Module 1: Fact Collection – Checklists and Stratification
- Mini-lecture: how and where to collect data. The mistake of collecting only at quality control.
- Exercise for the game:
- Development of a checklist for each section.
- Stratification of defects by sections, operators, types of products.
- Analysis: which section gives the most defects and rejects?
Module 2: Priority Detection – Pareto Chart
- Mini-lecture: the 20/80 rule, building a Pareto chart.
- Exercise: based on checklists from round 1, construct a Pareto chart of defects.
- Conclusion: 2-3 types of defects cause 80% losses (we will analyze them tomorrow).
Module 3: Root Cause Analysis – Ishikawa Diagram («fishbone»)
- Mini-lecture: how to organize brainstorming, the 6M categories (Man, Machine, Material, Method, Measurement, Environment).
- Exercise (in groups): build an Ishikawa diagram for the main defect from Pareto.
- Check: what hypotheses can be tested today?
Conclusions of the day
- Reflection: how do facts differ from guesses?
- Homework: think of what data to collect in round 2 to verify one of the hypotheses (for example, relate rejects to assembly time).
Day 2: Analysis, Hypotheses, and Process Management
Focus of the day: Quantitative analysis, hypothesis testing, and introduction of a statistical management system.
Introductory block
- Reflection on the first day, analysis of homework.
- How to verify a cause and not guess: PDCA cycle in practice.
Module 4: Distribution Analysis – Histogram and Scatter Plot
- Mini-lecture: histogram – a «snapshot» of variation. Scatter plot – verifies the relationship between two variables.
- Practical exercise on the game (round 2): assembling the same order, but with additional measurements.
- Measurement of assembly time for each product (stopwatch).
- Recording the number of defects per product.
- Building a histogram of assembly time (e.g., for boats).
- Building a scatter plot «assembly time → number of defects».
- Interpretation: is there a correlation? If so, what is it (positive, negative, none)?
Module 5: Stability Management – Shewhart Control Charts
- Mini-lecture: random and special variation. How not to harm the process.
- Practice: building a control chart based on the number of defects per boat (for 5 boats per hour or by rounds).
- Exercise: determine if there were «special causes» in round 2 (exceeding limits, series of 7 points, etc.).
Module 6: Implementation of Improvements – TQM Practice in Game
- Round 3: you make changes based on the data received (for example, change the instruction at a rejecting section, add visual control, retrain the operator).
- Data is collected again – the same checklists.
- Comparison of results of rounds 1, 2, 3: did defects, time, productivity change?
Conclusions of the day
- What did the statistics show? Which improvements worked and which did not?

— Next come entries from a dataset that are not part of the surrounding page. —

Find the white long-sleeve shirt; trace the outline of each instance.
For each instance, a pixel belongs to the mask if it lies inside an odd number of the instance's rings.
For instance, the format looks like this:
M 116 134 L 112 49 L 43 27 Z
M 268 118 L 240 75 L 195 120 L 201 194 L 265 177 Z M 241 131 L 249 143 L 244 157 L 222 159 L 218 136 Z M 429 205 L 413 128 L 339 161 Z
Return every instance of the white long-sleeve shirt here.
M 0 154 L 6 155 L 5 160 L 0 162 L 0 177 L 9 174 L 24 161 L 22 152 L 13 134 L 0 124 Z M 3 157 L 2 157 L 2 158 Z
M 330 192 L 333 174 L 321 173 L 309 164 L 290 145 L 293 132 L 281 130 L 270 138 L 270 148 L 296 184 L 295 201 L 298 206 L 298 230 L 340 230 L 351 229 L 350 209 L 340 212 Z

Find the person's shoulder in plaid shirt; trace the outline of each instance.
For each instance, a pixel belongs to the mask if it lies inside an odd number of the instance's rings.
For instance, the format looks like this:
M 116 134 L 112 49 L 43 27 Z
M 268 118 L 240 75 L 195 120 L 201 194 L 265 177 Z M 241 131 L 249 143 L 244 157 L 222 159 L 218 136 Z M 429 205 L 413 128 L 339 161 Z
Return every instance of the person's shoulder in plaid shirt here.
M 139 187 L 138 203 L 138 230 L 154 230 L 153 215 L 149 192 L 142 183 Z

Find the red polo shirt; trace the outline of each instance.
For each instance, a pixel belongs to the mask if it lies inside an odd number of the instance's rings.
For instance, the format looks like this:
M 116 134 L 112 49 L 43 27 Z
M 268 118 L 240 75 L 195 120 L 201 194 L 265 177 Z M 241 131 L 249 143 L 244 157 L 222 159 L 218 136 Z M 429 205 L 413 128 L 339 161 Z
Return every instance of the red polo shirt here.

- Preparation for gemba: what data and tools will be needed in a real workshop?
Day 3: Gemba – Real Production and Certification
Focus of the day: Practicing skills on an ongoing process, identifying losses, proposing improvements.
Going to gemba
- Brief briefing: safety rules, ethics of observation, task of the day.
- Division into mini-groups (3-4 people each).
Module 7: Practice on a Real Section (Gemba)
Each group receives a gemba observation sheet (adapted for 7 tools):
- Checklist – record all observed defects/deviations within an hour.
- Stratification – by workplaces, shifts, types of products.
- Pareto Chart (upon return) – identify main problems.
- Ishikawa Diagram – for one of the problems, build a cause-and-effect scheme with operator participation.
- Histogram – if a parameter (time, size, temperature) can be measured – collect data.
- Scatter Diagram – test a hypothesis (e.g., «tool change time → roughness»).
- Control Chart – assess the stability of the process using available data (if there's an archive).
- Additionally: observation for PDCA cycle adherence, standardization, visual management.
Module 8: Processing and Presentation of Results
- Groups systematize field notes, draw diagrams (flipchart or laptop).
- Each group prepares a 3-minute presentation:
- What main problem was identified.
- Which tool helped to see it.
- One proposal for improvement (action within PDCA).
Course completion
- Testing (20 min): checking understanding of the 7 tools, TQM principles, PDCA cycle.
- Round table – reflection: which of the tools can be implemented tomorrow at your work?
- Certificate delivery (show where they are stored), feedback collection.